NEW YORK (Reuters Health) – Patients incurring traumatic brain injury do not fare any better if they are given hypertonic fluids before reaching the hospital, according to a report in the Journal of the American Medical Association for October 6.

“The main message is that there was no evidence of improved outcome with a single prehospital dose of hypertonic saline or hypertonic saline/dextran for patients with traumatic brain injury,” said lead author Dr. Eileen M. Bulger in an email.

“The potential benefits for patients with traumatic brain injury include improved perfusion of the brain with reduced brain swelling which could reduce the progression of brain injury,” she explained. “Hypertonic fluids at the concentration used in this study (7.5%) are approved for use in 14 European countries. Other concentrations are commonly used in the US to manage swelling in the brain for patients in the hospital after brain injury. We hoped that giving this higher concentration early after injury would show a greater impact on outcome, but it did not.”

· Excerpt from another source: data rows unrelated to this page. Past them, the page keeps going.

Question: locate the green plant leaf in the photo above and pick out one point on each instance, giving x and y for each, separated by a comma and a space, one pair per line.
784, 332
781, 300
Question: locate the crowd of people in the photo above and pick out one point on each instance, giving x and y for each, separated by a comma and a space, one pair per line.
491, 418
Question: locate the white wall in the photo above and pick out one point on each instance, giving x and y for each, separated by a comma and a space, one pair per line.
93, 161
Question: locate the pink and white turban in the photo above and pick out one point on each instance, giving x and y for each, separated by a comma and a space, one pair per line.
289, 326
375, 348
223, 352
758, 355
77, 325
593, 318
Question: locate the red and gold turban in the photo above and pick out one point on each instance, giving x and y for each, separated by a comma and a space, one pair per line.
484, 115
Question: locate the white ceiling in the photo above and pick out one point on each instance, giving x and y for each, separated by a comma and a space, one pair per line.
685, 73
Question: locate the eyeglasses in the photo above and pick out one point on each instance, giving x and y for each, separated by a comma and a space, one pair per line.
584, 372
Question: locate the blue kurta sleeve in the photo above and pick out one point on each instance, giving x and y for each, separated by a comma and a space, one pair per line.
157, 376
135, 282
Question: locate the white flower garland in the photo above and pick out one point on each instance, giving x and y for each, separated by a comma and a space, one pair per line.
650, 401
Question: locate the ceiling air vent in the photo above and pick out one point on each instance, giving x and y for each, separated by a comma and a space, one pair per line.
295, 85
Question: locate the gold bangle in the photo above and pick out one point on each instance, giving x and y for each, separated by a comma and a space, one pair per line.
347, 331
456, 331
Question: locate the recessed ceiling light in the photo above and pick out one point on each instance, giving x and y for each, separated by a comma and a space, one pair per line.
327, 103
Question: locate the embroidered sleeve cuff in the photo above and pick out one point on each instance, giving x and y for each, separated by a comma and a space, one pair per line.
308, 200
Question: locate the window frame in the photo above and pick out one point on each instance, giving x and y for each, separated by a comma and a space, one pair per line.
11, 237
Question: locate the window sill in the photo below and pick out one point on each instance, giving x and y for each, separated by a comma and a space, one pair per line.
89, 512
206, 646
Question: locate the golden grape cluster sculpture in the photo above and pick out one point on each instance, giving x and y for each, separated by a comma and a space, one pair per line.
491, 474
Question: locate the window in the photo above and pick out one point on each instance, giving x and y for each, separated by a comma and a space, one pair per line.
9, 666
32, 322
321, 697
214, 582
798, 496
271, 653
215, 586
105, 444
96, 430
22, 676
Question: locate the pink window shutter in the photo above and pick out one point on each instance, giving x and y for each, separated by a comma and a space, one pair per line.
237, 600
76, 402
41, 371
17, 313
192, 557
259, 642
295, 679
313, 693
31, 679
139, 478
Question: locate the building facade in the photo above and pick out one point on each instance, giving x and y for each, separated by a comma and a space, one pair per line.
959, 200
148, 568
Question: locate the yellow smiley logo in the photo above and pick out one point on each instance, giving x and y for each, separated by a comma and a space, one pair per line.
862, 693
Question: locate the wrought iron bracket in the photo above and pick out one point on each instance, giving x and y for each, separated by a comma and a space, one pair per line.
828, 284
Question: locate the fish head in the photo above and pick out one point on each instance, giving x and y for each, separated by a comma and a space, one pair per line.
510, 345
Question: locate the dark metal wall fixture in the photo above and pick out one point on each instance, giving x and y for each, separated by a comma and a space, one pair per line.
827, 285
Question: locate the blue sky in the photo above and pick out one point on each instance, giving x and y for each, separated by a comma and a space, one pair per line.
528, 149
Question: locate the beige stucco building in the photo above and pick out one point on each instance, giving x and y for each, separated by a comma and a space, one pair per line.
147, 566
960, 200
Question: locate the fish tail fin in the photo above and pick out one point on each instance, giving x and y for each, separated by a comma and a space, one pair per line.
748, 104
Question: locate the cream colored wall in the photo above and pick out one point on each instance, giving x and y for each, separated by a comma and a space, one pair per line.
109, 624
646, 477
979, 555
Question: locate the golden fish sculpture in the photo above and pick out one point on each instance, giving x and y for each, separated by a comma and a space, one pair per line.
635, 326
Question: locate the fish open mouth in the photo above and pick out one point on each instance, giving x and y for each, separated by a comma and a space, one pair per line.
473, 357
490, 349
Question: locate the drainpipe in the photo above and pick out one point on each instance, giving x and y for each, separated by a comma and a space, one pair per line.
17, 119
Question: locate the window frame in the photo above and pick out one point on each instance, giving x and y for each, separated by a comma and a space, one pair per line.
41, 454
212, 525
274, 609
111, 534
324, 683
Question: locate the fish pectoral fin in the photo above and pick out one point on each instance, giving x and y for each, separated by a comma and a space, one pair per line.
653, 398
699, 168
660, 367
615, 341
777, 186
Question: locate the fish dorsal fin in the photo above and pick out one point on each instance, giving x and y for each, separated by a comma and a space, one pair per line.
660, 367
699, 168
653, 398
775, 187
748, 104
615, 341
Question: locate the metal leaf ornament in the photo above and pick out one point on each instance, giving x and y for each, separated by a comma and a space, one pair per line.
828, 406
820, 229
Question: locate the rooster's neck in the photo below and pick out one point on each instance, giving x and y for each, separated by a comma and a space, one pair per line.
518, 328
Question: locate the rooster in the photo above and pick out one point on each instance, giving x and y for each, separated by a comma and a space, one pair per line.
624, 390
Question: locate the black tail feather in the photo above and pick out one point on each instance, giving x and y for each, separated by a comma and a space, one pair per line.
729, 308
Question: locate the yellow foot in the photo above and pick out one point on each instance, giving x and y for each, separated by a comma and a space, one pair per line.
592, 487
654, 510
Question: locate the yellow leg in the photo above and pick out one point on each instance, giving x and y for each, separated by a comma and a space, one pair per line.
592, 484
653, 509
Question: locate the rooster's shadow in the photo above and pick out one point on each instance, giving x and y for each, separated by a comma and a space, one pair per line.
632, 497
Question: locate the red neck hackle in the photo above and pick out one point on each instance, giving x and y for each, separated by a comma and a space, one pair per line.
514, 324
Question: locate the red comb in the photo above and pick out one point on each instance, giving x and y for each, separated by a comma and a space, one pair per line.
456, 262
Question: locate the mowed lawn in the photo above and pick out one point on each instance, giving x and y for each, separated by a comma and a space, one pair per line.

For their study, Dr. Bulger, of Harborview Medical Center, University of Washington, Seattle, and colleagues worked with over a hundred emergency medical services to enroll patients 15 years of age or older with blunt trauma but without hypovolemic shock and who had a prehospital Glasgow Coma Scale score of 8 or less.

The randomly assigned intervention was “a single 250-mL bolus of 7.5% saline/6% dextran 70 (hypertonic saline/dextran), 7.5% saline (hypertonic saline), or 0.9% saline (normal saline) initiated in the out-of-hospital setting”

The trial was terminated as futile by the monitoring board when 1281 patients had been treated. Six-month outcomes data were available for 1087 (85%). At that time point, rates of severe traumatic brain injury, defined as an Extended Glasgow Outcome Scale (GOSE) no greater than 4, were 53.7% with hypertonic saline/dextran, 54.3% with hypertonic saline and 51.5% with normal saline.

The team concludes that “initial resuscitation with either hypertonic saline or hypertonic saline/dextran, compared with normal saline, did not result in superior 6-month neurologic outcome or survival.”

Should administration of hypertonic fluids be continued in such circumstances? “There were no safety concerns in these patients and so there is no reason to change the use of these fluids in the hospital,” Dr. Bulger advised, “but more studies should be done to see if the current practice in the hospital actually improves outcome.”

JAMA 2010;304:1455-1464.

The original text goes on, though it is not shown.